Brennus apartó la mirada. Seguía creyendo que los hombres valerosos iban al Elíseo, el paraíso de los guerreros. El ritual romano en el que aparecía Caronte le resultaba asqueroso y había jurado que él no terminaría igual. Y la opción de que le dieran muerte, para acabar con el sufrimiento, iba totalmente en contra de su naturaleza. En lo más profundo de su ser, Brennus se aferraba a un atisbo de esperanza. Eso implicaba seguir matando hombres contra quienes no tenía nada, pero el pragmático guerrero se tomaba las contiendas como una forma de defender su vida. «Mata o te matarán», pensaba con amargura. Ir de caza con Brac, acostarse con su mujer y jugar con su hijo eran recuerdos muy lejanos. Le parecían casi irreales.

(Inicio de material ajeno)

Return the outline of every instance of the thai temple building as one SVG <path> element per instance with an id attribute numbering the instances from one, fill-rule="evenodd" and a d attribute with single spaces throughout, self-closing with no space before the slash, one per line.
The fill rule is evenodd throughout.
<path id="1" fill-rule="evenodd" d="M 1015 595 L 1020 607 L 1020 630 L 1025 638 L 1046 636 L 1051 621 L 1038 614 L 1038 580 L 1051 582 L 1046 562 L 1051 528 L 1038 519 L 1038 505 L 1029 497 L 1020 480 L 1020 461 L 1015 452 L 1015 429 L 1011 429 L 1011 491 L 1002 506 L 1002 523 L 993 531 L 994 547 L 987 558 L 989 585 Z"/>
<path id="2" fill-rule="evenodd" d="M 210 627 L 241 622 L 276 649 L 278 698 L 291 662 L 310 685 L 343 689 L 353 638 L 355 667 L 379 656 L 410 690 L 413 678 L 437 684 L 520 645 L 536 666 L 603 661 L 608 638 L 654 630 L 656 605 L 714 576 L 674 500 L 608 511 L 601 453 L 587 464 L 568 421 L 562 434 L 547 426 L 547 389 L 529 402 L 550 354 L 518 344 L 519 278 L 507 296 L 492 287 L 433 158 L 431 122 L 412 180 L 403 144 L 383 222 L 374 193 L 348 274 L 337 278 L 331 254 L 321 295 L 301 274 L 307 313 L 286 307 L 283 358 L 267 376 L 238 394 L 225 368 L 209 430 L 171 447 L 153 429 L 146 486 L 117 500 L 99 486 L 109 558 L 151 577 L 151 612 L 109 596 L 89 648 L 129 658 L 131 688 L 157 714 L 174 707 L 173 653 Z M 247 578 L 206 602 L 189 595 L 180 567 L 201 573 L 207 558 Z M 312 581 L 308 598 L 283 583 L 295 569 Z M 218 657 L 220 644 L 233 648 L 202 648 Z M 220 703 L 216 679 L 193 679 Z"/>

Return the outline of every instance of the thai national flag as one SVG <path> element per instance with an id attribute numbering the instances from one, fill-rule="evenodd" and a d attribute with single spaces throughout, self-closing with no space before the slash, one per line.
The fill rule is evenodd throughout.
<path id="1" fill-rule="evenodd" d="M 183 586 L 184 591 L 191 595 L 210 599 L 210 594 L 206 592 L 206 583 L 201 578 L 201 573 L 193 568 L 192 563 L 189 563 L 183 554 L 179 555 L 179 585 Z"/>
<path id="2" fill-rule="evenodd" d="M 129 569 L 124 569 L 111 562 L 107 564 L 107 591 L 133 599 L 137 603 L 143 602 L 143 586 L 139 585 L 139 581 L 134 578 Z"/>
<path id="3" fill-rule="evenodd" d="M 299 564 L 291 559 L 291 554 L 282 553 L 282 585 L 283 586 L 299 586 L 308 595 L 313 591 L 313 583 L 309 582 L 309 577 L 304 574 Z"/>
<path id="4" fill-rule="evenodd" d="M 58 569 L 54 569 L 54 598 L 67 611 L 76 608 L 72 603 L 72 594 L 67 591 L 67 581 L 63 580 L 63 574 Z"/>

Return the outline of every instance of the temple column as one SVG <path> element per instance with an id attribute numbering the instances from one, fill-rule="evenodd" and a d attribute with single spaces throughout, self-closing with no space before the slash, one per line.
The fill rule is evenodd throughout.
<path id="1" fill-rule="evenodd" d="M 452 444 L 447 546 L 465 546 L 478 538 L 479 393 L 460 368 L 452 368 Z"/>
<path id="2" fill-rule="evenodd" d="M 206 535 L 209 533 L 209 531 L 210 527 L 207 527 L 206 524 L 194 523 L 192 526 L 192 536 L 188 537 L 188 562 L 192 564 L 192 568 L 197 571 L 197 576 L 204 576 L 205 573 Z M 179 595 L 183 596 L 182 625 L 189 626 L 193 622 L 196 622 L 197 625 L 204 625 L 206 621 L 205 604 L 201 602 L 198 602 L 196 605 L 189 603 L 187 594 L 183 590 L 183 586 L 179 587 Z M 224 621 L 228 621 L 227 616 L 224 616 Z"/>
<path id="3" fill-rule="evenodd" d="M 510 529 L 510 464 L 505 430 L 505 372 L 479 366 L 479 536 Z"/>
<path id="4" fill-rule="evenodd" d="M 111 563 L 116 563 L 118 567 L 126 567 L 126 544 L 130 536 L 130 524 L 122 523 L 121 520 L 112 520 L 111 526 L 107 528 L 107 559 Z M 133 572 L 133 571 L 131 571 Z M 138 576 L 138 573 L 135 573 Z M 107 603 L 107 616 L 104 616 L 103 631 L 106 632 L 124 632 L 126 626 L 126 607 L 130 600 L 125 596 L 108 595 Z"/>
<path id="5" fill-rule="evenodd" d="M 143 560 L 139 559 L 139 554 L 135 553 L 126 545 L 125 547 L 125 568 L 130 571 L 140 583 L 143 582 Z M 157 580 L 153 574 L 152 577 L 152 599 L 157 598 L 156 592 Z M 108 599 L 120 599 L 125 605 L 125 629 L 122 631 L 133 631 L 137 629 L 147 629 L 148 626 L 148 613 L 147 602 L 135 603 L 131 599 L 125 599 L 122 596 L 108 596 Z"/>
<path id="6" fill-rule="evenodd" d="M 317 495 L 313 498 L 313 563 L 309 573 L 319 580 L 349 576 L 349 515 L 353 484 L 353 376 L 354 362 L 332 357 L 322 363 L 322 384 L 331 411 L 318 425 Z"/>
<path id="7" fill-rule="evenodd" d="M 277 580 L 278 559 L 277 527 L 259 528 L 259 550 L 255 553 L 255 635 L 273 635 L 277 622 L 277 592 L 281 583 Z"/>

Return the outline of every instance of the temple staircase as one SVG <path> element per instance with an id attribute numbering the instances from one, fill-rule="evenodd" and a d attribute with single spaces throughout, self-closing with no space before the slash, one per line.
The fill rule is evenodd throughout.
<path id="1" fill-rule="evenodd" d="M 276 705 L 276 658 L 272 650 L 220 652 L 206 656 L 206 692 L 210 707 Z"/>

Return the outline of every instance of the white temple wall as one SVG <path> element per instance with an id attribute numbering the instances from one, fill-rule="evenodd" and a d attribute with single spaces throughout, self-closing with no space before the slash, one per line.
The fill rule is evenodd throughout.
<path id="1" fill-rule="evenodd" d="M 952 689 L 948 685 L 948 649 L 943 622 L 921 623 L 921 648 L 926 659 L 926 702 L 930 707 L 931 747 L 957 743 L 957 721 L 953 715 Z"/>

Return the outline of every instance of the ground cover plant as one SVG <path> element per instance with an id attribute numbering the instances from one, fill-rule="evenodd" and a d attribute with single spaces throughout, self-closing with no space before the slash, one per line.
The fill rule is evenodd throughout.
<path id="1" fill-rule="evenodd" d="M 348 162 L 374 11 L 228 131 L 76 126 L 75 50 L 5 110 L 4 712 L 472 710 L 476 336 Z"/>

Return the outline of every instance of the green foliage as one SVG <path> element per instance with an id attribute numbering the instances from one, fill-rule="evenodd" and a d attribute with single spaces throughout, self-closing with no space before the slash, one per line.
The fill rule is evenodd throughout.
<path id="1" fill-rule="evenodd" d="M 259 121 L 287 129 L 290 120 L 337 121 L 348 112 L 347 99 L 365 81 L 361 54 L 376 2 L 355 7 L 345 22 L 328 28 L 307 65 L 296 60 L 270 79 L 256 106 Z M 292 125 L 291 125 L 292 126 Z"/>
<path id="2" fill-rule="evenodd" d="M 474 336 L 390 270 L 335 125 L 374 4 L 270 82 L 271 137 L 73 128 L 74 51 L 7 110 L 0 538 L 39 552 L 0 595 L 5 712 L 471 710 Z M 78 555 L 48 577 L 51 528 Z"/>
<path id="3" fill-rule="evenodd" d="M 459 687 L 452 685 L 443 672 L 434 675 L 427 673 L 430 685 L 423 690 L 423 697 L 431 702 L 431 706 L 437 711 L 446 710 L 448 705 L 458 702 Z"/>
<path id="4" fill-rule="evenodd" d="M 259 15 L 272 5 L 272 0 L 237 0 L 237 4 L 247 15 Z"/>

Intentó evocar una imagen del rostro de Ultan, el sonido de su voz. El druida nunca le había dicho nada de un viaje hacia aquello. Después de cinco años, era difícil no perder la fe en los dioses, en Belenus, que le había guiado desde la niñez.
Ultan le había hablado del destino que le aguardaba como de algo increíble. No podía ser aquello. El galo se reafirmó en su determinación haciendo caso omiso del ruido de la arena. No sabía cómo, pero escaparía del cautiverio.
«Soy el último alóbroge —pensó—. Me enfrentaré a la muerte como un hombre libre. Con una espada en la mano».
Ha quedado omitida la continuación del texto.